Un autre aspect du voyage qui m’a stupéfié, c’est le comportement du pinpin à la mer, plus occupé à se filmer/photographier qu'à profiter de l’instant présent. Mais le summum du nombrilisme, c'est le mec à la gopro montée sur une perche qui marche sur la plage et qui dit à la gopro: "là, je marche sur la plage": Tristifiant ... Le soir au resto, c'est soirée facebook ... C'est le ponpon ... Putain, pauvres diables esclaves de leur avatar numérique ... Et nous dans tout ça ?? On reste des touristes aussi, avec un sac à pof certes mais des touristes quand même. Pourtant, on n'est clairement pas venu chercher le même truc... de l'authenticité, un peu plus de contact avec les locaux. Et ça, seul le temps le permet. Les thaïlandais sont très accueillants, souriants, particulièrement avec les enfants. Mais bon, tu tomberas toujours sur un mec qui essayera de t’entuber en faisant semblant de ne rien comprendre, c’est le jeu ma pauvre Lucette quand tu viens d’un pays où le PIB est quasi dix fois plus élevé.

Effet Kiss Cool

Au bout de dix jours sur place, nous avons bien écumé les sites baby friendly et il ne faudrait pas oublier le multipitch project : Heart of darkness. Dixit Arnaud Petit : « on ne va pas en Thaïlande pour faire de la grande voie ». Ben ça serait quand même bien dommage de rater celle-là ! Parait aussi que si tu trouves pas quelqu’un pour faire le rappel de Humanality, t’es un blaireau … En parlant de ça, s’agirait de trouver un grimpeux et même deux pour la faire notre petite GV !

Effet Kiss Cool
Effet Kiss Cool

Raphaël me pose un lapin car il a mal au bras. Les canadiens n’aiment pas le vide mais Théodore me dit qu’Antonio serait motivé. Je pars donc à dum’s kitchen, Martin me dit qu’Antonio nage de l’autre côté. L’autre côté c’est … Railay, Y a trois plages et 2000 bobys et je sais juste qu’Antonio a un chapeau. Sachant qu’il nage, ça me fait une putain de belle jambe !

Mais bon, l’œil affûté de la sentinelle fait mouche ! Pan, l’animal est appréhendé et rendez-vous est fixé au surlendemain. Ce grimpeur sur affûté me fait un peu peur lorsque après avoir bricolé pendant une demi au relais, le bougre se vache et se décorde, tout simplement. Complètement fluent et surtout complètement halluciné, je lui demande:

 

« What are you doing ???! »

Il me répond: « It’s my climbing teacher, Guillaume Pellissier who learned me the art of belay !»

 

Le lendemain, je suis terrassé par une gatro qui abattrait au minimum un cheval.
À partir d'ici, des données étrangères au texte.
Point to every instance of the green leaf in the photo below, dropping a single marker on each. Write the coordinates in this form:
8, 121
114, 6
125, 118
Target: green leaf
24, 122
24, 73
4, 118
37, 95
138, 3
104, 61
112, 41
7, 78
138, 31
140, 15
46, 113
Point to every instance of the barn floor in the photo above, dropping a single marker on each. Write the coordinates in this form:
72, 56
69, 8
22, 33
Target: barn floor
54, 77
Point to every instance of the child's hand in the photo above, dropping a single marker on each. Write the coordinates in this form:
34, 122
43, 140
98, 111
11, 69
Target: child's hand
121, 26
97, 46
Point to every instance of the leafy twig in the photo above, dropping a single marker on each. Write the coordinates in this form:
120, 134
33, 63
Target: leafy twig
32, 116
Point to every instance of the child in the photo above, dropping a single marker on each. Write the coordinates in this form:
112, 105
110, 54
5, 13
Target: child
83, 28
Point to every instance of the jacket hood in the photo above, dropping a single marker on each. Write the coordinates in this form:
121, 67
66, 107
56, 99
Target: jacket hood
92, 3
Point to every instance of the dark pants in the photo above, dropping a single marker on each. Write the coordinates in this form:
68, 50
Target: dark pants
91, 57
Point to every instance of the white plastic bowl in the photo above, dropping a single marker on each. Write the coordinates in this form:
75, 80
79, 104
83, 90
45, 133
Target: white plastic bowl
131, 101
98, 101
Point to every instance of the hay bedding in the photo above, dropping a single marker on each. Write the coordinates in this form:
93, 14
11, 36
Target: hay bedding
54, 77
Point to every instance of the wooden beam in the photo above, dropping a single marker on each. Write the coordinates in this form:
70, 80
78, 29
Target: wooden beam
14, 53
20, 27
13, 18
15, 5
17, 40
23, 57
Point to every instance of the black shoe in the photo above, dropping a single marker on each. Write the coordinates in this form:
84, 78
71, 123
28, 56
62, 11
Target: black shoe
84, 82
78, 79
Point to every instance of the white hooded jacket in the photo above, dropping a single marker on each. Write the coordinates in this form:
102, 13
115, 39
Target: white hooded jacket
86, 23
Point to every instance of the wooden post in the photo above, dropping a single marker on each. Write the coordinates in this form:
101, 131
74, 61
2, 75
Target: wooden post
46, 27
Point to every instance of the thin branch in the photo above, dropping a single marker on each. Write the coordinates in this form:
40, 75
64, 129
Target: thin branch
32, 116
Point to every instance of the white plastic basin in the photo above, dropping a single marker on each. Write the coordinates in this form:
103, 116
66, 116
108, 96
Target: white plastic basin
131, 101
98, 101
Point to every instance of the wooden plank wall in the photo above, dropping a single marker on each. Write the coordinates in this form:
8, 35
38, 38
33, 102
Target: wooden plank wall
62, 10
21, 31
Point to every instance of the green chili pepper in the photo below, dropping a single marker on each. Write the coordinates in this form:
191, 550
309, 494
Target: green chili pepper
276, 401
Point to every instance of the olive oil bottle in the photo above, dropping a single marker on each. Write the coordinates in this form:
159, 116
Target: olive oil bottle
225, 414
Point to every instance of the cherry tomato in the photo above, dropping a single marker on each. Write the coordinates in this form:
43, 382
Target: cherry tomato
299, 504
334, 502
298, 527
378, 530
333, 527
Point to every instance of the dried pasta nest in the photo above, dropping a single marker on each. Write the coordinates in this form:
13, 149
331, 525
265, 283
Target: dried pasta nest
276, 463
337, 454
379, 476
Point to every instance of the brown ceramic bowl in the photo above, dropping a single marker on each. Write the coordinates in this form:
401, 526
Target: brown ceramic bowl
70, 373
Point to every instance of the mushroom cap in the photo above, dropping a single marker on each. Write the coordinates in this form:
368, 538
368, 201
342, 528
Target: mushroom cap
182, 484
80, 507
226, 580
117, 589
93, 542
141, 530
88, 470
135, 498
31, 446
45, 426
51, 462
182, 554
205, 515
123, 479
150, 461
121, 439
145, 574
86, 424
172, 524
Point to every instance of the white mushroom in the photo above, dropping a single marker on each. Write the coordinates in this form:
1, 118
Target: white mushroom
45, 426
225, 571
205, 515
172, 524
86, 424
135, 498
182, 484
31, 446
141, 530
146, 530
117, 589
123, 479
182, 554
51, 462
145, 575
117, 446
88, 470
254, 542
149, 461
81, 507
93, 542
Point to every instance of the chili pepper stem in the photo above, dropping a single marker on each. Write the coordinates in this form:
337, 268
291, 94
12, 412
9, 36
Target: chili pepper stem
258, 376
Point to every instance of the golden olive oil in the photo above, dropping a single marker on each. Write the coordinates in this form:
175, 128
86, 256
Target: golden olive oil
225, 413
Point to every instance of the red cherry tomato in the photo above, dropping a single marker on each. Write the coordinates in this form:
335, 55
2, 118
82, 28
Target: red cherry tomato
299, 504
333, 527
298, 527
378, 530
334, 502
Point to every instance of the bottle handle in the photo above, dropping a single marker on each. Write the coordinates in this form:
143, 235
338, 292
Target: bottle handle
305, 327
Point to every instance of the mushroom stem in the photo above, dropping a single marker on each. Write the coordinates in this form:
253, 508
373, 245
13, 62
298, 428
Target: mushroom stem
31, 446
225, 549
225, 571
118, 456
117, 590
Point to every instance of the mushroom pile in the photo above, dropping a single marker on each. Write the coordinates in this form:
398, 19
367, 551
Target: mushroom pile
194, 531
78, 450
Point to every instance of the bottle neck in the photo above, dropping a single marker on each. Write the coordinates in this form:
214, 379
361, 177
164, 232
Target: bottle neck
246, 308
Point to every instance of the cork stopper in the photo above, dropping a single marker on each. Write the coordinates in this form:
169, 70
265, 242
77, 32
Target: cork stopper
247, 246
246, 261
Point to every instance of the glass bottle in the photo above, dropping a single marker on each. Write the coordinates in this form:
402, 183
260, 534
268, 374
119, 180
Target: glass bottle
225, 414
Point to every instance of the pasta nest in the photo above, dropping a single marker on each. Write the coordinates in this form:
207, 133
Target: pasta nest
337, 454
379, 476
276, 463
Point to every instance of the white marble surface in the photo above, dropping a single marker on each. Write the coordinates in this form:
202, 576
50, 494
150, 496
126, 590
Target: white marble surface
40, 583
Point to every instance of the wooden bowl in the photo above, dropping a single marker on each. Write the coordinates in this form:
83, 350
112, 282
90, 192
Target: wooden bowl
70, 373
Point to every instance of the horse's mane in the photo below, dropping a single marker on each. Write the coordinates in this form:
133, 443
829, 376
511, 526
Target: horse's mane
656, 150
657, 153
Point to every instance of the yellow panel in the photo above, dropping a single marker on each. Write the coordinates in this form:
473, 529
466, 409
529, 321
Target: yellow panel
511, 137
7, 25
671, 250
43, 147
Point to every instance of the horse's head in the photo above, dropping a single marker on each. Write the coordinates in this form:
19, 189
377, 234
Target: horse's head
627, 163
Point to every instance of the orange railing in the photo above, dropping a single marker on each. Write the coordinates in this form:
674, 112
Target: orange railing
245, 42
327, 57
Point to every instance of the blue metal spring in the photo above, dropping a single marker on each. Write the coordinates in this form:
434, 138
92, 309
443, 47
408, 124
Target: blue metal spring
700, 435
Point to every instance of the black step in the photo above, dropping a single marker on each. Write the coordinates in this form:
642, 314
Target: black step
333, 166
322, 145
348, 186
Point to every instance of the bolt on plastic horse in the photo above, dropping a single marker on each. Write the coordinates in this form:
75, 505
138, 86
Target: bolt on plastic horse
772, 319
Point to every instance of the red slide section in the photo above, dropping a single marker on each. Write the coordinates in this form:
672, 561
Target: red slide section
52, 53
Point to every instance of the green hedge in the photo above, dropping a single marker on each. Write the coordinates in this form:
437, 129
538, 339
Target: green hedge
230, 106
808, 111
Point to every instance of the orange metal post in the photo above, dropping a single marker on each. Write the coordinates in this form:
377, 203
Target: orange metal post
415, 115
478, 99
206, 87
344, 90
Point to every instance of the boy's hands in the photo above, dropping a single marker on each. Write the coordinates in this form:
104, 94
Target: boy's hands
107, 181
Moment de solitude lorsque sans lentilles, de nuit, tu essayes de réparer cette chasse d'eau et que tout t’explose à la gueulle, que ça coule de partout et qu'il te reste trente secondes avant de tomber dans les pommes. Il est temps de passer à autres choses.

Effet Kiss Cool

La fin du séjour sera consacrée à la plongée. Ko phi phi n’est pas surfréquentée et le routard vente ses fonds marins. Pour nous, ce sera une totale découverte car nous sommes complètement néophyte dans l’activité. Élevé aux épisodes de la calypso et du seul bonnet rouge digne d’intérêt, j’ai nommé le génial commandant Cousteau (au passage inventeur du détendeur moderne), j’attendais avec impatience l’occasion de plonger à 200 m avec de l’hélium ou de nager avec des requins. On s'enflamme pas !

 

Un peu d’appréhension avant de se jeter à l'eau avec les quelques 20 kg de matos sur le dos. Briefing, exercices de sécu et c’est parti pour rejoindre le monde du silence. Une activité d’une zénitude totale … contemplative. La grande visibilité, la flotte à 30°C et surtout l’absence notoire de bestioles capables de te dézinguer font que tu nages assez détendu. Quelle sensation ! le balai multicolore de magnifiques poissons, les coraux et les requins ! Ouais okay, c'était des bébés requins en fait. Bref, un émerveillement qui m’a rappelé ma première intrusion en haute montagne.

Effet Kiss Cool
Effet Kiss Cool

Les vacances se terminent donc sur cette note salée et lumineuse. L’A380 met les gaz, Gaspard est aux anges. Nous amorçons un retour on ne peut plus long vers les brumeuses et froides contrées savoyardes … A noter que pour une fois, le crédit photo 100% bibi … Amazing !!!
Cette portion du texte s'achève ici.